Such apps also make handling digital receipts easier. Many retailers have made the switch from paper to digital receipts to cut costs and save paper; indeed, businesses using the credit card processing system Square send out more than 10 million digital receipts per month. And the volume of digital receipts is likely to keep climbing, so having an easy way for employees to import those receipts can significantly encourage compliance.
Unfortunately, even the most organized employee can slip up now and then and forget to get a receipt. It’s wise to have a policy in place for dealing with lost receipts so that your finance staff isn’t forced to make the big decision on their own authority.
What if an employee forgets a receipt?
You’ll inevitably have situations when an employee will lose or forget to get a receipt and will ask for reimbursement anyway. In that case, you have a few options for dealing with the reimbursement request.
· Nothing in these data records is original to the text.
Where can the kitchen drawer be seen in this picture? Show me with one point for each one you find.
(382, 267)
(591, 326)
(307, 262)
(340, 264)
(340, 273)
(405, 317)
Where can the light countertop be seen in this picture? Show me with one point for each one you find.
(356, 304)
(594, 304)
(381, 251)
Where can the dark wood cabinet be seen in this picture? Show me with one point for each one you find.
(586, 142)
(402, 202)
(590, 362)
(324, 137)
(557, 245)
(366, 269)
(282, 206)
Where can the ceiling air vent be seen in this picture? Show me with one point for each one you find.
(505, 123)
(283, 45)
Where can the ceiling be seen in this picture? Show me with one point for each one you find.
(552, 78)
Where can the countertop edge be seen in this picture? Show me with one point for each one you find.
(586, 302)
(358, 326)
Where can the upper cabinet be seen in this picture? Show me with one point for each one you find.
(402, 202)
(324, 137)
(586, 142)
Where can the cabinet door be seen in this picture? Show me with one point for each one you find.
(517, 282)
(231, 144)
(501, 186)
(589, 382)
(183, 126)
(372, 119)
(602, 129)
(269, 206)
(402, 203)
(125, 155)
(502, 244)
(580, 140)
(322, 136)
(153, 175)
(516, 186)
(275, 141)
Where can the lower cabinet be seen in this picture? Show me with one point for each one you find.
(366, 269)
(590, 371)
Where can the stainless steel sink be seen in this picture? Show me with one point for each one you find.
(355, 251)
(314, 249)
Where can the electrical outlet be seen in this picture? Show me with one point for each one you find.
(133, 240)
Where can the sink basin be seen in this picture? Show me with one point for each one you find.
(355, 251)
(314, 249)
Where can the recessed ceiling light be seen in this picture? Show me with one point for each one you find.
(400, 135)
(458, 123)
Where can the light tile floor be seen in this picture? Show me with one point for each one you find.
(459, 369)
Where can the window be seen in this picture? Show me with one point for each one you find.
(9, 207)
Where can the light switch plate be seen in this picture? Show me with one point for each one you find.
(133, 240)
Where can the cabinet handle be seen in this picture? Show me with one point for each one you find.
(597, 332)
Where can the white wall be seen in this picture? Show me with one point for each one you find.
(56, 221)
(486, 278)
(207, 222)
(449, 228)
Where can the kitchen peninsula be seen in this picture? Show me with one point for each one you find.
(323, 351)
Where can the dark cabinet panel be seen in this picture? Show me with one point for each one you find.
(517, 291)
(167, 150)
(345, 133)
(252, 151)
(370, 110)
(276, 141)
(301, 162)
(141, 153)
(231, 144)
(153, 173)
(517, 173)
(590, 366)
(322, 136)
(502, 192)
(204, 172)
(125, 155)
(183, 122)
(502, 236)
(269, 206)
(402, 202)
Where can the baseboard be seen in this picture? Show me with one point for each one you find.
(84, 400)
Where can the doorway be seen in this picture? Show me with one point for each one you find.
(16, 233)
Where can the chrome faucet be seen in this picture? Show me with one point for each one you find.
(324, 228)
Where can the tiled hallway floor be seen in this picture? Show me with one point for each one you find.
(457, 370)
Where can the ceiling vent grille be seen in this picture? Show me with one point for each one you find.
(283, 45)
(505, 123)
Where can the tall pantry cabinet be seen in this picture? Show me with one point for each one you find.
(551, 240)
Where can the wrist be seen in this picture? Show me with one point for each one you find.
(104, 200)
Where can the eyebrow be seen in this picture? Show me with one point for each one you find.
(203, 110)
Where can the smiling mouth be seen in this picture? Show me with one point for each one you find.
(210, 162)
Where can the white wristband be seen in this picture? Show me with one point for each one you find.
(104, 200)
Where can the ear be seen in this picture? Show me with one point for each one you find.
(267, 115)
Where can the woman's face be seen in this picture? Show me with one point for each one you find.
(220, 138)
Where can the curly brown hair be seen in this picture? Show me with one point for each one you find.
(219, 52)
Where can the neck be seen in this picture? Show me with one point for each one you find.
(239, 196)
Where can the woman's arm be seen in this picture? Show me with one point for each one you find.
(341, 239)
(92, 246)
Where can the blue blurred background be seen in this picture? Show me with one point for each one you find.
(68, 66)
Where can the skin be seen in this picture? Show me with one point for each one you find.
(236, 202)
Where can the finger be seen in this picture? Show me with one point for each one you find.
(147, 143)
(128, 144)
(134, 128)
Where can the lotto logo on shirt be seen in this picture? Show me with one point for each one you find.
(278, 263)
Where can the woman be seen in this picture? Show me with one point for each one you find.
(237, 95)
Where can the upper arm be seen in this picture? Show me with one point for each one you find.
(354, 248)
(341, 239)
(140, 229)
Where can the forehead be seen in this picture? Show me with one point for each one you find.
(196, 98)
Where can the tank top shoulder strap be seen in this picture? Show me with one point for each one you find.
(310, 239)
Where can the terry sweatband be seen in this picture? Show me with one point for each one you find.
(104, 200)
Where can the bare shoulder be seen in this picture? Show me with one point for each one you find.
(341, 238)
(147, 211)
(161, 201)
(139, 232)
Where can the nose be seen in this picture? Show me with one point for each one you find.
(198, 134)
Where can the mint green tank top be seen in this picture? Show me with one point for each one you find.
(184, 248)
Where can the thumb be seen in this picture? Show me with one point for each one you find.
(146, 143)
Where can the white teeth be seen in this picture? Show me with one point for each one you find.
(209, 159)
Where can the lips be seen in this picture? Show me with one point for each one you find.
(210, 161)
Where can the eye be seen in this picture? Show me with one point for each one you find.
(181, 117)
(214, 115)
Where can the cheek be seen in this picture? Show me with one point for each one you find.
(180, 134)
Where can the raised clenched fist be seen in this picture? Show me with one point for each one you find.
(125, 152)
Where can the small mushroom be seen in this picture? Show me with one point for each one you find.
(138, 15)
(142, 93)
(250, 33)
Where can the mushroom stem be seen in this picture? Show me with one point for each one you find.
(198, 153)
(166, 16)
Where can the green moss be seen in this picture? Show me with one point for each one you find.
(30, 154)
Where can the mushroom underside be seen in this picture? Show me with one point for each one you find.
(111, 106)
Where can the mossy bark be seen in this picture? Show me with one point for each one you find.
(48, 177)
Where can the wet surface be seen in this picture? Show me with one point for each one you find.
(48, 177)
One possibility is to have your employees fill out a receipt-replacement form like this one. Such a form isn’t as good as an actual receipt, but at least it captures all of the pertinent information. Employees who used a debit or credit card to make the purchase in question can also attach a copy of the bank or credit card statement with the specific transaction highlighted.
You also have the option of setting different policies for different purchase amounts. For example, you might accept a receipt-replacement form and a bank statement for purchases of $75–$200 but refuse reimbursement for purchases over $200 without an actual receipt.
Setting a receipt threshold of $75 makes a great deal of sense for most employers. It keeps the company in compliance with IRS requirements while streamlining the expense process for smaller purchases. And if you use technology to make it easy for employees to keep and submit receipts, you’ll cut down on the need for exceptions.